Dookeran and his four-member delegation were on a two-day visit to Jamaica, at Nicholson’s invitation, to participate in discussions on the matters of free movement and free trade within the context of the Caribbean Single Market and Economy (CSME).
The meetings, which commenced on December 2 at the offices of the Foreign Ministry in New Kingston, also stemmed from a recent incident in which 13 Jamaicans were refused entry into the twin island republic.
In a statement to the press before the meeting, Nicholson said Dookeran arrived in Jamaica at a time of “considerable discontent and unease with our regional integration movement”.
He stated that the treatment meted out to Jamaicans at the Piarco International Airport and the sharp increase in the number of Jamaicans being returned from Trinidad and Tobago, have generated considerable public outrage.
He noted that this has undoubtedly affected confidence in the region’s integration movement; diminished goodwill on the part of many Jamaicans at home and in the Diaspora towards the twin island republic; as well as threaten to change patterns of consumption in Jamaica.
Nicholson said he hoped that the two countries can arrive at a mutually beneficial solution to the current problems.
“We hope to lay a foundation, over the next two days that will redound to our mutual benefit.
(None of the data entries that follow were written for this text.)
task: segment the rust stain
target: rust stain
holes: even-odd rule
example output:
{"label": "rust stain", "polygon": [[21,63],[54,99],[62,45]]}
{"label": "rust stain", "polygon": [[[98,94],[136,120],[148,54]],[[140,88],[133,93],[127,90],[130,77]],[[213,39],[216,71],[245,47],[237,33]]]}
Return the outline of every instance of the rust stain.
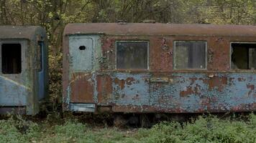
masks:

This is of the utmost importance, as a regional integration movement which does and is perceived as protecting and advancing the interests of all sides, is vital to the progress of our regional enterprise,” he stated.
In his response, Dookeran said he believes the current trade and immigration impasse between the two countries can be solved amicably without the development of a “trade war”.
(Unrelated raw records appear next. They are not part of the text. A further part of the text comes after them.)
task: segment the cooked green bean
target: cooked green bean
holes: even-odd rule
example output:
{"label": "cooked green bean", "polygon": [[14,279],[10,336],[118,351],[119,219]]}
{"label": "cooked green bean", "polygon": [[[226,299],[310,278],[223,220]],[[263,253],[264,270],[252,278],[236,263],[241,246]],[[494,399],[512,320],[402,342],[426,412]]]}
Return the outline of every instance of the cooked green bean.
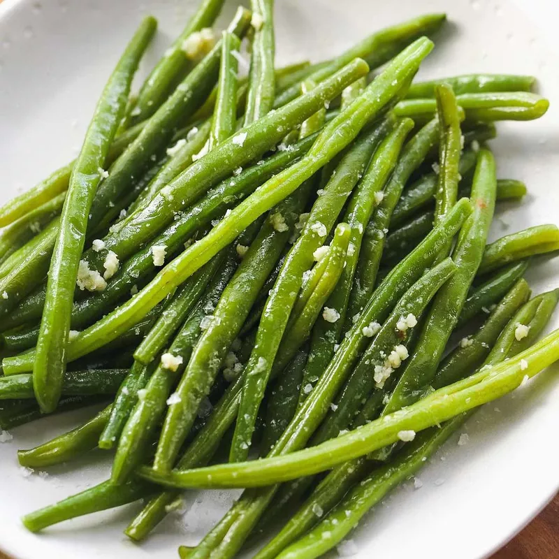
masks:
{"label": "cooked green bean", "polygon": [[[316,138],[316,134],[306,138],[293,145],[289,150],[278,152],[263,159],[261,164],[249,167],[239,175],[222,181],[204,198],[173,222],[150,245],[124,263],[104,291],[96,293],[94,298],[89,297],[78,302],[73,314],[73,327],[81,328],[89,326],[106,313],[110,305],[117,303],[126,291],[138,283],[140,278],[146,275],[149,277],[149,273],[155,268],[152,247],[165,245],[170,254],[182,252],[184,241],[191,238],[193,233],[198,227],[209,224],[212,219],[221,217],[228,207],[231,208],[275,173],[289,166],[309,150]],[[15,276],[16,278],[18,277],[16,274]],[[18,326],[36,319],[41,317],[42,305],[41,293],[34,293],[22,301],[20,307],[6,319],[5,326]]]}
{"label": "cooked green bean", "polygon": [[[60,213],[65,197],[66,192],[61,192],[2,230],[0,233],[0,263],[6,262],[10,255],[31,240]],[[16,258],[19,257],[16,255]]]}
{"label": "cooked green bean", "polygon": [[[437,116],[439,122],[439,167],[437,191],[435,194],[435,219],[437,224],[456,203],[460,174],[458,166],[462,150],[460,117],[456,98],[450,86],[435,88]],[[446,252],[450,252],[451,247]],[[446,256],[444,254],[442,256]]]}
{"label": "cooked green bean", "polygon": [[[542,117],[549,101],[535,93],[466,93],[456,96],[466,118],[476,120],[532,120]],[[399,117],[430,117],[436,110],[435,99],[405,99],[394,108]]]}
{"label": "cooked green bean", "polygon": [[160,474],[143,467],[140,476],[170,487],[259,487],[323,472],[348,459],[400,440],[516,389],[559,358],[559,331],[515,357],[488,366],[433,393],[405,410],[390,414],[317,447],[252,462],[221,464]]}
{"label": "cooked green bean", "polygon": [[150,491],[155,491],[155,488],[136,479],[118,486],[116,490],[110,481],[103,481],[80,493],[59,501],[56,504],[27,514],[23,517],[22,521],[27,530],[39,532],[65,520],[133,502],[149,495]]}
{"label": "cooked green bean", "polygon": [[[224,0],[203,0],[187,27],[175,40],[144,82],[131,112],[133,124],[149,118],[172,94],[173,89],[191,69],[191,58],[199,54],[191,53],[187,43],[199,35],[203,29],[211,27],[221,11]],[[194,41],[196,43],[196,41]],[[194,45],[196,46],[196,45]],[[203,46],[200,50],[203,52]]]}
{"label": "cooked green bean", "polygon": [[[173,386],[184,370],[193,347],[204,329],[205,325],[203,321],[207,315],[206,309],[215,307],[237,267],[236,256],[234,249],[227,251],[224,266],[216,272],[168,350],[161,356],[161,363],[147,382],[122,430],[112,463],[113,483],[124,483],[131,472],[141,463],[146,445],[150,442],[159,420],[165,412]],[[166,405],[170,405],[170,402]]]}
{"label": "cooked green bean", "polygon": [[[200,401],[207,395],[252,303],[280,258],[312,186],[309,182],[301,187],[275,208],[224,290],[213,311],[212,324],[197,342],[175,390],[179,401],[167,412],[154,460],[156,469],[166,471],[173,467]],[[277,215],[283,218],[280,227],[275,226],[273,217]]]}
{"label": "cooked green bean", "polygon": [[266,405],[266,419],[260,453],[266,456],[277,442],[297,410],[308,349],[299,349],[272,389]]}
{"label": "cooked green bean", "polygon": [[470,289],[456,326],[463,326],[481,311],[488,312],[491,307],[524,275],[528,267],[528,260],[510,264],[500,270],[484,283]]}
{"label": "cooked green bean", "polygon": [[228,138],[235,131],[237,121],[238,63],[233,52],[238,52],[240,47],[240,41],[238,37],[224,31],[217,98],[210,133],[210,150]]}
{"label": "cooked green bean", "polygon": [[[391,121],[387,121],[391,124]],[[318,382],[334,353],[334,347],[339,342],[347,322],[347,309],[349,293],[354,286],[357,261],[363,236],[363,226],[370,219],[379,194],[397,164],[402,145],[411,128],[409,121],[402,120],[394,131],[389,134],[375,152],[368,168],[357,184],[350,198],[343,220],[351,227],[351,249],[346,257],[346,265],[342,277],[326,304],[340,313],[340,319],[328,322],[324,317],[319,319],[312,331],[309,359],[305,368],[300,405],[306,399],[311,389]]]}
{"label": "cooked green bean", "polygon": [[383,414],[414,401],[416,397],[413,395],[421,393],[436,372],[481,261],[495,208],[495,173],[493,154],[486,148],[480,150],[472,188],[474,212],[460,231],[452,254],[458,270],[435,296],[421,329],[417,349],[386,404]]}
{"label": "cooked green bean", "polygon": [[[273,556],[278,559],[312,559],[321,556],[339,544],[373,504],[379,502],[389,491],[417,472],[464,423],[464,419],[463,416],[459,416],[447,421],[441,428],[432,428],[420,433],[413,442],[406,445],[390,464],[373,470],[368,476],[366,474],[368,470],[370,470],[371,466],[366,463],[361,463],[359,468],[352,466],[355,470],[349,475],[343,475],[345,472],[342,470],[335,470],[334,472],[341,477],[338,483],[343,484],[343,488],[349,489],[354,484],[363,481],[355,485],[342,502],[320,520],[318,525],[307,534],[303,535],[290,521],[288,526],[293,533],[286,532],[284,535],[284,539],[278,540],[273,548],[270,546],[270,554],[261,553],[256,556],[257,559],[268,559]],[[324,484],[322,490],[324,495],[319,494],[317,496],[317,500],[319,499],[326,507],[335,504],[337,500],[336,498],[340,496],[337,492],[331,491],[333,483],[337,480],[333,474],[331,476],[325,479],[325,482],[328,481],[328,483]],[[333,495],[330,494],[331,493],[334,493]],[[319,520],[316,511],[322,509],[317,503],[313,502],[314,504],[317,504],[314,511],[311,507],[305,507],[293,518],[296,518],[301,523],[306,521],[309,528],[312,528]],[[324,510],[328,510],[328,508]],[[286,548],[286,544],[293,542],[300,535],[302,536],[300,539]],[[272,551],[275,553],[273,556],[271,555]]]}
{"label": "cooked green bean", "polygon": [[[321,442],[337,436],[351,426],[363,400],[374,391],[379,399],[389,393],[398,377],[398,369],[412,353],[412,333],[431,299],[456,267],[445,259],[416,282],[402,296],[382,324],[370,326],[373,334],[335,403],[317,430],[313,441]],[[375,334],[375,331],[378,333]],[[373,372],[374,374],[372,374]]]}
{"label": "cooked green bean", "polygon": [[[359,352],[364,349],[364,342],[368,338],[363,336],[363,328],[373,320],[384,320],[388,314],[387,310],[391,308],[405,290],[421,277],[422,271],[433,263],[441,247],[448,243],[449,238],[454,236],[471,212],[470,202],[467,200],[460,201],[445,218],[444,223],[430,233],[421,247],[393,270],[382,287],[376,291],[373,300],[361,313],[349,335],[340,344],[324,375],[289,423],[270,456],[284,451],[286,446],[286,451],[291,451],[294,448],[302,447],[306,443],[324,419],[341,385],[347,379]],[[382,314],[383,312],[386,313],[384,317]],[[232,387],[228,391],[231,402],[234,402],[237,397],[235,388]],[[236,413],[233,406],[231,407]],[[221,412],[220,417],[226,417],[226,408]],[[201,437],[202,444],[208,440],[208,433],[205,435],[205,438]],[[198,556],[205,556],[204,550],[208,547],[215,549],[217,553],[224,552],[222,548],[225,548],[228,553],[238,550],[277,490],[277,486],[273,486],[256,493],[248,492],[244,495],[230,513],[203,540],[198,546],[201,549]],[[235,523],[232,526],[233,521]],[[228,532],[229,528],[231,529],[231,533]]]}
{"label": "cooked green bean", "polygon": [[46,467],[72,460],[97,447],[97,442],[110,415],[110,406],[68,433],[29,450],[17,451],[20,465]]}
{"label": "cooked green bean", "polygon": [[382,133],[384,129],[382,124],[374,128],[342,157],[335,174],[321,189],[322,194],[313,205],[300,236],[286,257],[266,301],[259,326],[255,348],[244,375],[246,384],[231,446],[231,460],[238,459],[235,456],[240,457],[248,451],[252,428],[244,424],[244,417],[246,415],[247,420],[254,420],[289,313],[303,284],[303,274],[312,266],[315,251],[323,244],[335,223],[345,201],[366,168],[374,147],[378,142],[379,134]]}
{"label": "cooked green bean", "polygon": [[[432,48],[433,43],[428,39],[418,39],[415,43],[393,59],[386,69],[369,85],[358,101],[351,104],[324,127],[305,157],[286,171],[276,175],[239,204],[203,239],[193,245],[167,265],[136,297],[116,309],[93,326],[83,331],[69,344],[68,360],[87,354],[99,347],[100,344],[106,343],[108,336],[114,339],[123,328],[137,322],[177,285],[184,282],[221,248],[232,242],[235,236],[256,217],[270,209],[280,200],[289,196],[302,182],[309,178],[327,161],[339,153],[355,138],[362,126],[393,98],[398,91],[398,82],[409,78],[409,74],[415,71],[415,68]],[[363,75],[366,68],[366,64],[363,61],[358,60],[348,67],[347,82],[341,79],[342,74],[346,75],[344,71],[342,74],[333,77],[337,91],[342,90],[348,83]],[[400,78],[398,79],[395,76]],[[300,99],[293,101],[293,104],[298,106],[305,97],[312,96],[314,92],[321,91],[324,93],[324,88],[328,82],[330,80],[324,81]],[[286,108],[289,109],[291,103]],[[276,110],[272,113],[271,117],[277,118],[282,112],[282,109]],[[267,126],[261,126],[261,123],[270,118],[270,116],[267,115],[245,130],[248,133],[253,126],[257,126],[260,131],[265,130]],[[277,126],[274,132],[277,133]],[[220,147],[227,147],[228,150],[231,147],[228,141],[218,146],[201,161],[205,160],[209,163],[212,161],[210,159],[212,156],[219,152]],[[245,149],[244,153],[246,154],[248,151]],[[189,170],[192,170],[196,166],[196,164],[193,164]],[[171,205],[169,204],[167,207],[170,205]],[[32,354],[26,354],[24,356],[20,356],[17,365],[14,361],[7,360],[4,361],[3,365],[5,367],[12,366],[14,372],[16,368],[19,369],[18,372],[25,372],[33,357]]]}
{"label": "cooked green bean", "polygon": [[365,229],[355,282],[349,297],[346,324],[361,312],[375,289],[391,216],[409,176],[437,141],[438,123],[433,120],[408,143],[383,192],[382,199]]}
{"label": "cooked green bean", "polygon": [[[475,370],[487,358],[498,337],[502,336],[505,327],[530,298],[530,294],[528,283],[523,279],[518,280],[488,317],[481,328],[472,336],[463,338],[454,351],[441,363],[432,383],[433,388],[437,389],[446,386]],[[525,314],[521,316],[523,318]],[[502,347],[500,344],[499,352],[507,355],[508,351],[500,351]]]}
{"label": "cooked green bean", "polygon": [[254,29],[245,126],[266,115],[275,97],[274,0],[251,0]]}
{"label": "cooked green bean", "polygon": [[[217,64],[219,59],[216,59],[215,61]],[[260,157],[264,152],[280,141],[286,132],[314,114],[324,106],[324,101],[339,94],[341,89],[361,77],[367,70],[368,67],[363,61],[356,60],[340,71],[335,78],[333,76],[300,99],[242,129],[232,138],[194,162],[171,181],[164,191],[152,198],[145,208],[129,216],[126,226],[104,238],[107,249],[114,251],[121,259],[135,252],[139,244],[153,238],[170,224],[176,212],[194,202],[208,188],[229,176],[234,170]],[[197,72],[198,66],[187,80]],[[204,73],[205,78],[207,74],[207,72]],[[170,103],[171,99],[167,103]],[[164,110],[164,107],[161,111]],[[166,112],[164,114],[166,115]],[[155,116],[150,119],[150,122]],[[136,140],[137,145],[141,145],[140,140],[145,132],[145,129]],[[146,154],[143,154],[143,161],[145,157]],[[134,231],[133,235],[131,235],[131,231]],[[92,261],[96,264],[94,254],[88,252],[86,256],[91,257],[90,264]],[[101,266],[100,263],[99,266]]]}
{"label": "cooked green bean", "polygon": [[[446,15],[442,13],[426,14],[398,25],[386,27],[365,37],[333,60],[321,65],[307,78],[320,83],[356,57],[364,58],[371,69],[374,70],[419,37],[437,31],[446,19]],[[299,85],[295,84],[276,96],[275,106],[281,106],[300,94]]]}
{"label": "cooked green bean", "polygon": [[[115,394],[128,372],[126,369],[92,369],[67,372],[62,382],[65,396]],[[0,400],[34,398],[33,378],[29,373],[0,377]]]}
{"label": "cooked green bean", "polygon": [[479,265],[484,274],[505,264],[535,254],[559,249],[559,228],[556,225],[538,225],[501,237],[488,245]]}
{"label": "cooked green bean", "polygon": [[531,75],[514,74],[465,74],[452,78],[442,78],[426,82],[416,82],[407,90],[407,99],[434,97],[437,85],[447,84],[456,95],[465,93],[494,93],[502,92],[530,92],[536,82]]}
{"label": "cooked green bean", "polygon": [[165,312],[134,351],[136,361],[148,365],[167,347],[173,335],[202,296],[208,283],[224,265],[226,254],[227,249],[218,252],[177,290]]}
{"label": "cooked green bean", "polygon": [[97,185],[103,178],[103,167],[124,110],[132,78],[155,27],[152,17],[144,20],[122,55],[98,102],[70,177],[49,268],[33,368],[35,396],[41,409],[47,412],[53,411],[60,398],[72,294],[85,242],[89,208]]}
“It is of no benefit to Trinidad and Tobago or to Jamaica to allow a trade war to develop – both our countries will suffer. [We will] suffer in terms of investment, employment and in terms of building our own productive capability,” he remarked.
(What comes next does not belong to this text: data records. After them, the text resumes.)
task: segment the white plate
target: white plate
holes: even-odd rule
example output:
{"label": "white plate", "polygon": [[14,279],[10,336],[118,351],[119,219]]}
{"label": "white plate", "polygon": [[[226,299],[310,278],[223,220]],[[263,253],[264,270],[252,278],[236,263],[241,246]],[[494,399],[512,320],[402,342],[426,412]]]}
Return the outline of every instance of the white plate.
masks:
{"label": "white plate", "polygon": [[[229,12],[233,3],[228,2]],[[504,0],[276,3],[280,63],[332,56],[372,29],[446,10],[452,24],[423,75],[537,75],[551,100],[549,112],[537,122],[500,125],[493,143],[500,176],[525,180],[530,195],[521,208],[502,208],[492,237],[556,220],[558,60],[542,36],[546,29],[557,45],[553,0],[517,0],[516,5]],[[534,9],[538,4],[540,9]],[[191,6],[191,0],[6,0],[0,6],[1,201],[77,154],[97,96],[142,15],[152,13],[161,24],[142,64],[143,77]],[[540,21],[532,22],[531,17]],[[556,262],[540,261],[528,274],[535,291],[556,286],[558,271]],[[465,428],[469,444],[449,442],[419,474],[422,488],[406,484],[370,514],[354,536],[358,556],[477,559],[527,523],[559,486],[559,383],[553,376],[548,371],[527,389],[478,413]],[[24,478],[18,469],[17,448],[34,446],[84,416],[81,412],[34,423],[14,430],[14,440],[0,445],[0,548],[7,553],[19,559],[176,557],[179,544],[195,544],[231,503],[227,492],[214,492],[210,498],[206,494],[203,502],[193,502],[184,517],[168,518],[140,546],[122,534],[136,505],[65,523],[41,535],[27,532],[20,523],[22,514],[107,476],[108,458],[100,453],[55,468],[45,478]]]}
Dookeran and his delegation are in Jamaica to engage in open and constructive dialogue and to find solutions to the problems affecting the two nations.
He said he was also pleased with the outcome of a meeting held earlier in the day with members of the private sector community, including the Jamaica Exporters’ Association; the Jamaica Manufacturers’ Association; the Private Sector Organisation of Jamaica and the Jamaica Chamber of Commerce.
“It was indeed a meeting of great insights, for I heard from them detailed and practical ways that this problem can be addressed. I entertain those thoughts with a great sense of humility for these are the people on the ground – they know what is happening,” he stated.